3. Sur les demandes accessoires
En application de l’article 696 du code de procédure civile, la partie perdante est condamnée aux dépens, à moins que le juge, par décision motivée, n’en mette la totalité ou une fraction à la charge d’une autre partie.
En l’espèce, la société Teisseire, qui succombe, supportera les entiers dépens.

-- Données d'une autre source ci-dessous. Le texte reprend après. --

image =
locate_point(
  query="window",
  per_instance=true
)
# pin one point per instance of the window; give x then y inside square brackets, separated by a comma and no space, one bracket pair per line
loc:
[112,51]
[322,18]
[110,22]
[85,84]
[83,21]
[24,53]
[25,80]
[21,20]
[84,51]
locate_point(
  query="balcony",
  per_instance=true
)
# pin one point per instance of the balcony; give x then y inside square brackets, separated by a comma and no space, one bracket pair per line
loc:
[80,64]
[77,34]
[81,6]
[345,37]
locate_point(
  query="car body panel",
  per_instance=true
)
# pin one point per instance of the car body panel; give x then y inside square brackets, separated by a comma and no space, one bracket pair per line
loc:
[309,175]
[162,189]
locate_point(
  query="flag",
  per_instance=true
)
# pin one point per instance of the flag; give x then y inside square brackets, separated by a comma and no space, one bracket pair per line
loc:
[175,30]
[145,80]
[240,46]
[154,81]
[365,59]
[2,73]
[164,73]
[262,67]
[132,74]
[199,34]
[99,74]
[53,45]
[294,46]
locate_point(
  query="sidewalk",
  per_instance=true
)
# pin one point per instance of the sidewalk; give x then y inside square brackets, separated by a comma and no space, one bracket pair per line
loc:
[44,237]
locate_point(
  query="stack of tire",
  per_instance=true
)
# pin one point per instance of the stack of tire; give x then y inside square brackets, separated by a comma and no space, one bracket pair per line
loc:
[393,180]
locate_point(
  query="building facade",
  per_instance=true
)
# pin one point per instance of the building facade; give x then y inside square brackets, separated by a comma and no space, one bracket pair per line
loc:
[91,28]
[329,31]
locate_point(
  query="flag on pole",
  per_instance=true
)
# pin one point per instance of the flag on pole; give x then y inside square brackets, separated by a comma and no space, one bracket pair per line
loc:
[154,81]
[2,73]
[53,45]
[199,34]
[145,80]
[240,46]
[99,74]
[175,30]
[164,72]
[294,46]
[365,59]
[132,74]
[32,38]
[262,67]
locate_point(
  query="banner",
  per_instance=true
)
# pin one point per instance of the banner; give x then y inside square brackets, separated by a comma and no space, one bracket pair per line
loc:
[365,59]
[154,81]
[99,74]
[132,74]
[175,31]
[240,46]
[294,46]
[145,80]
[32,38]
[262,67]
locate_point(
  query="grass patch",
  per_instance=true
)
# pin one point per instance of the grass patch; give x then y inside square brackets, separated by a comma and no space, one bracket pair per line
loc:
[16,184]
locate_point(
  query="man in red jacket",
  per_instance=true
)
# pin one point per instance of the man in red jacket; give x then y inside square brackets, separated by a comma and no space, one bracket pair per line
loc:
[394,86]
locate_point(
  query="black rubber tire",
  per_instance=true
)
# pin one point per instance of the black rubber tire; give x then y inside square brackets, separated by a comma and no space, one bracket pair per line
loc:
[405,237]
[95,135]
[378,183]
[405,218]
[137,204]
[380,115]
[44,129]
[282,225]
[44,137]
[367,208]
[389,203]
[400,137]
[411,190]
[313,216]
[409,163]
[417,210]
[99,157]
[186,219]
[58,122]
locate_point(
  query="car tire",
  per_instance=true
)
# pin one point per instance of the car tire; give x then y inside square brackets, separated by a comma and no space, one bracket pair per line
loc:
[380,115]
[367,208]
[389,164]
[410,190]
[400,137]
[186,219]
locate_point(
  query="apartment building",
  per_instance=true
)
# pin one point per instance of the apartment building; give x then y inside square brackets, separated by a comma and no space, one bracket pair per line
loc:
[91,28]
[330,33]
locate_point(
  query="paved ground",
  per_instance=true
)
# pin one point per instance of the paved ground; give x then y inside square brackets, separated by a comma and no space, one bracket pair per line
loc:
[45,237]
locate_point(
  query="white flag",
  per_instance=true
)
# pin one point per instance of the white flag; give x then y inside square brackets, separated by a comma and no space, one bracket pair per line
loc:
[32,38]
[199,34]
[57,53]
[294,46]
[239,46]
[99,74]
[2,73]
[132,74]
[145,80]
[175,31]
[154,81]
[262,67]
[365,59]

Il serait inéquitable de laisser à la charge du CSE et du syndicat CGT Teisseire la totalité des frais exposés et non compris dans les dépens. Il convient donc de condamner la société Teisseire à leur payer, à chacun, la somme de 3 000 euros en application des dispositions de l’article 700 du code de procédure civile.
PAR CES MOTIFS
Nous, juge des référés, statuant publiquement par mise à disposition au greffe en application des articles 450 à 453 du code de procédure civile, les parties préalablement avisées, par ordonnance contradictoire et en premier ressort,
Ordonnons la suspension du plan de continuité d’activité mis en oeuvre par la société Teisseire France le 20 novembre 2025, dans un délai de dix jours à compter de la signification de la présente ordonnance et jusqu’à ce que la procédure d’information et de consultation du CSE ait été menée à son terme, et, passé ce délai, sous astreinte provisoire de 10 000 € par jour de retard ;
Disons que l’astreinte courra pendant une durée de deux mois ;
Disons n’y avoir lieu à référé sur les demandes de provisions formées par le Comité social et économique de la société Teisseire France et le syndicat CGT Teisseire ;
Condamnons la société Teisseire France à payer au Comité social et économique de la société Teisseire France et au syndicat CGT Teisseire la somme de 3 000 euros chacun (soit 6 000 € au total) en application des dispositions de l’article 700 du code de procédure civile;
Condamnons la société Teisseire France aux entiers dépens ;
Rappelons que la décision est exécutoire de droit.